Offriti tu.

 

Di continuo si affacciano sul web persone che invitano a sperimentare sugli umani e non prendersela con i più deboli, come se i ricercatori usassero  topi perché hanno paura dei leoni, o come se mangiassimo polli e conigli perché abbiamo paura di orsi e lupi).

In realtà ci sono tantissime ragioni per cui si usano gli animali, ad esempio il calamaro  è, ed è stato, usato per le dimensioni del suo assone gigante, che permette, da 80 anni, di studiare le cellule nervose (troppo piccole nell’uomo).
Stupirà molti “incauti”, ma le differenze tra uomo e altri animali  sono meno delle somiglianze, e siccome da circa 500 milioni di anni ogni specie, sulla Terra, tende a salvaguardarsi a discapito delle altre, anche noi abbiamo deciso che sacrificare i topi (o i calamari) sia una pratica migliore di quella adottata ad Auschwitz sui bambini ebrei (vi ricordate che abbiamo deciso che quella era una cosa brutta, vero?).

Tanti ignorano le ragioni della Sperimentazione Animale e commettono l’errore tipico dell’ignorante: non sa di non sapere, e crede di avere già tutte le informazioni necessarie per giudicare ma, appunto, è ignorante per definizione.

riproduzione

Anche i tempi sono importanti in ricerca.

 

 

Quando l’ignoranza cessa di essere un motivo per portare pazienza?
Quando questa ignoranza diventa un punto di vista che si vuole legittimare e portare a confronto, con lo stesso valore della conoscenza, come se un contadino delle Langhe, mai sceso dalla sua collina, discutesse con Reinhold Messner affermando che il Monferrato è la massima elevazione sulla Terra.

Tanti animalisti sono così. Non sanno nulla e scelgono come fonti persone ideologizzate o interessate (ricordate le richieste di donazioni? I libri pieni di fuffa? Gli integratori e le cure salva tutto?) che scelgono colpevolmente di sfruttare l’ignoranza e dabbenaggine di questi poveri illusi.

Tra le tante falsità che tali fonti propinano a queste masse incaute c’è la bugia che tutti i test vengano poi fatti sugli umani, e quindi è inutile farlo (prima) anche sugli animali. Questo è vero solo in parte (nessun ricercatore crede che un farmaco abbia lo stesso effetto su animali e persone con la sola differenza della dose), perché, oltre al fatto che non si prova sull’uomo un farmaco che ha ucciso gli animali che l’hanno assunto prima di lui, ci sono dei test che non possono essere fatti sugli esseri umani.

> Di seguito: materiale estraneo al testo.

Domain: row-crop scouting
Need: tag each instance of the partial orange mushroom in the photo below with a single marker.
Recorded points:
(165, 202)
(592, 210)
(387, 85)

Gli effetti sulla gravidanza, ad esempio, chi sarebbe così pazzo da ricercarli direttamente sulle donne? E i bambini che portano in grembo? È necessario ricordare la tragedia del Talidomide? Ragione per cui è diventato poi obbligo di legge sperimentare su diverse specie di animali gravidi (vedi link).

 

salva un topo

Gli animalari (la versione oltranzista e decerebrata degli animalisti) continueranno il loro ottuso tam-tam mediatico, ma tanta altra gente potrà sviluppare la voglia di capire di più sulle complessità della ricerca, e questa pagina, come tante altre, continuerà ad offrire degli spunti per crescere e ragionare.

 

 

8-5-2015 by Seriously.

 

5 pensieri su “Offriti tu.

  1. Grazie per avere specificato il termine. Io da animalista non mi intrometto nella ricerca. Sono la prima a sperare che un giorno non ci saranno più animali nei lab, ma ora bisogna accettare la realtà e sostenere la ricerca. Ho comprato 2 bonsai, faccio spesa da Esselunga e comprerò azalea etc Non mangio carne ma non posso decidere per la salute altrui

    • Grazie a te, vorrei che quelli come te fossero essere di più, o almeno si esprimessero di più.
      Gli animalisti hanno fatto molto per gli animali da laboratorio, già decenni fa, e facendo il loro bene hanno fatto il bene della ricerca stessa.

      Poi sono arrivati gli animalari. 😛

      • Credimi, con animalari, di persona, fuori dal web, ho litigato tanto, sono un peso anche per noi. Sarebbe più utile donare alla ricerca, che sprecare il tempo a cercare un nemico da combattere. Io non ho la presunzione di sapere tutto, mi bastano i miei libri, di scienza non ho competenza. Confido nel buon cuore di coloro che lavorano con gli animali, penso che odiare sia solo mancare di rispetto ad un fratello umano. In molti parlano di fratelli animali, ma scordano l’amore per il prossimo.